Ryan McCall, a textile scientist with Canesis, responded.
Sunlight has a lot of energy in it and this will affect things that it hits, you can see this when you get sunburned or when water evaporates on very sunny days. So when fabrics and carpets are exposed to sunlight they are also affected by the energy that it contains. There are not many kinds of coloured things that can stand being exposed to sunlight for a long time without changing. Glass windows filter out most of the ultra violet light that makes dyes fade the fastest. Fading still takes place behind glass but at a slower rate.

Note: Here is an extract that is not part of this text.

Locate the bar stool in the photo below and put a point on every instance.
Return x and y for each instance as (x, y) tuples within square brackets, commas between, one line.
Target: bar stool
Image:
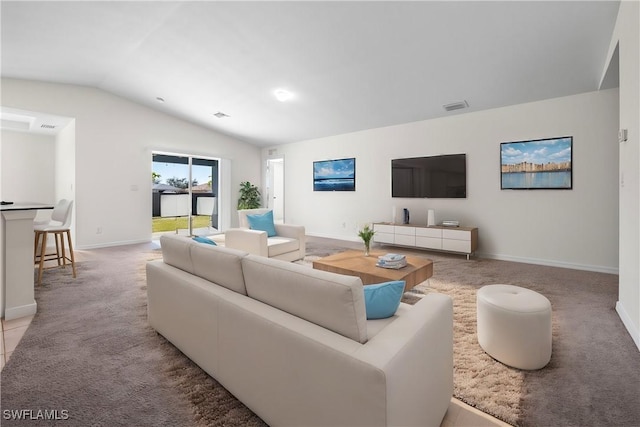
[(59, 226)]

When enough sunlight hits the carpet and fabrics the energy affects the dye that has been put in them. This dye is what gives the fabric or carpet its colour and is deeply embedded in the fibres of the material. When enough sunlight hits the dye it disrupts the colour parts (we call them chromophores) that make up the dye molecule and splits them down into smaller pieces that either have no colour or a less intense colour than it had originally.
Different dyes have different resistance to fading by sunlight. We use the most resistant dyes for carpets and upholstery that are expected to last many years, often in sunny conditions. Clothes generally use less lightfast dyes as they are not in the sun as much.